The MusicBrainz products: MusicBrainz takes the catalog service one step further and provides products which build on it. Our products can be used to apply the data to digital audio files like MP3, Ogg Vorbis (and for the Picard Tagger, a multitude of other digital audio formats as well). The metadata contained in these files is often incorrect or missing altogether. If this data is not present or incorrect, even more since many music lovers have a huge collection of digital audio files, it is very hard to find the music one wants to listen to. The MusicBrainz solutions for this are tagging applications for almost every platform (Windows, Mac OS X, Linux, etc.) that use Acoustic Fingerprints (PUIDs) to semi-automatically identify tracks in your music collection and then write consistent and accurate metadata to your digital audio files. MusicBrainz provides a webservice which can be used to query musicbrainz data from any application which is able to parse XML. Another option is to setup an own copy of the MusicBrainz server, and import the latest database dump. From there on, you can subscribe to the database replication service (free for non-commerical use!) which allows your copy of the database to stay up-to-date with the changes being made to the main database. (see the products page for more details)
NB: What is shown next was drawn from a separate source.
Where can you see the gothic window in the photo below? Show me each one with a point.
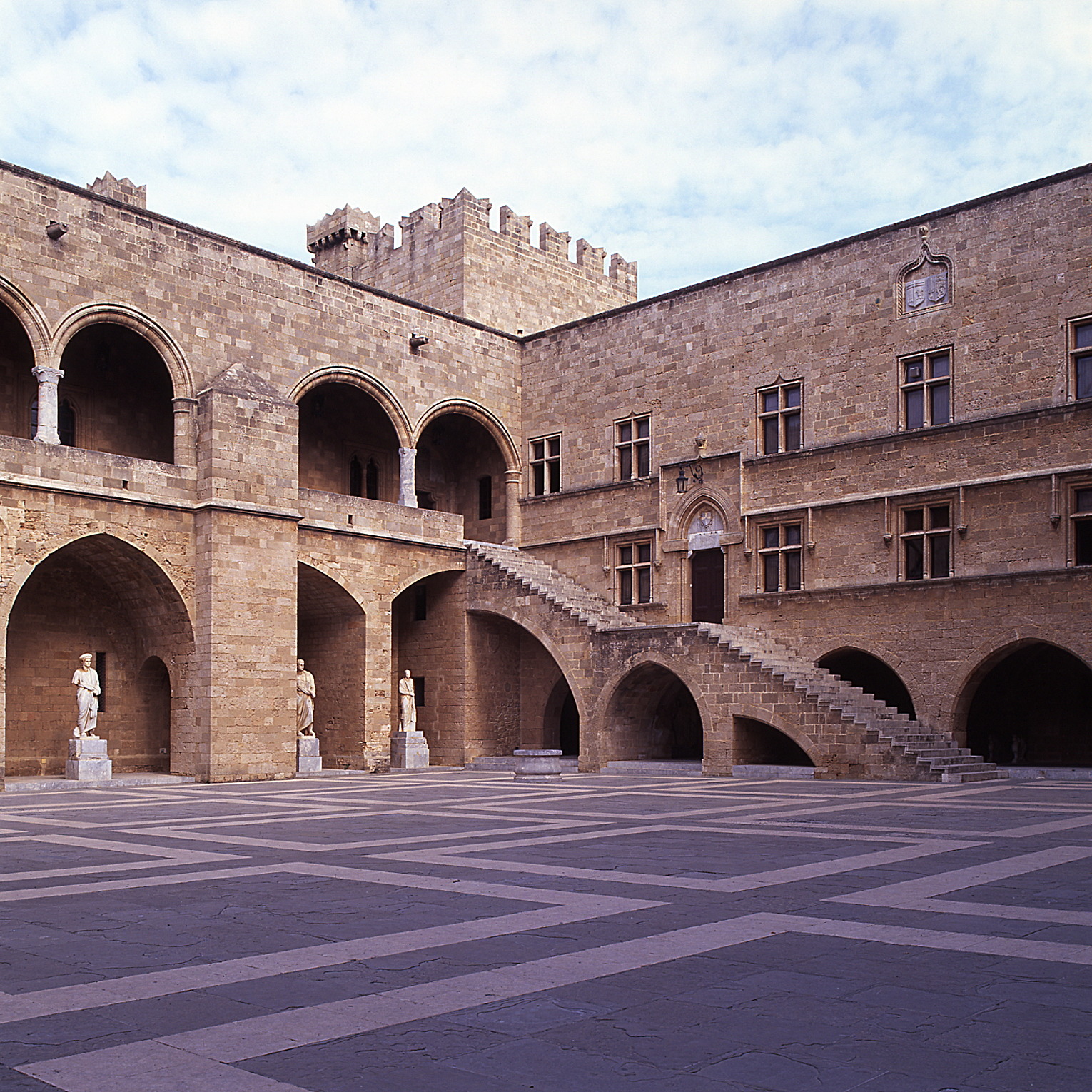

MusicBrainz provides data about recordings, but not the media files itself: The MusicBrainz service only provides the data about music (a catalog of music metadata) but not the music itself. MusicBrainz does not condone copyright infringement and will never help you find a place to illegally download copyrighted works.

How the MusicBrainz catalog can be used: MusicBrainz users can browse and search our catalog to examine what music different artists have published and how those artists relate to each other, to discover new music. The music metadata and its ability to uniquely identify music will also enable non-ambiguous communication about music, and will allow the Internet community to discover new music without any of the bias introduced by marketing departments of the recording industry. Another usage scenario is the lookup of information by media players: Since most audio CDs do not contain the metadata about the recording on the physical media, but they can use the digital characteristics of the CD (i.e. number of tracks, the length of the tracks) to look up the metadata and use this information to enhance the listening experience.

Where to go from here: This introduction serves as the most basic crash course on what MusicBrainz does. The MusicBrainz project has many goals for the future with the hopes of changing how people enjoy their music collections. The detailed current status, the plans for the future, our views on working with commercial companies and our plans for creating a non-profit corporation are covered in great detail in our MusicBrainz Non-Profit White Paper.

With this short introduction, we leave you to explore MusicBrainz. Welcome, and enjoy your visit!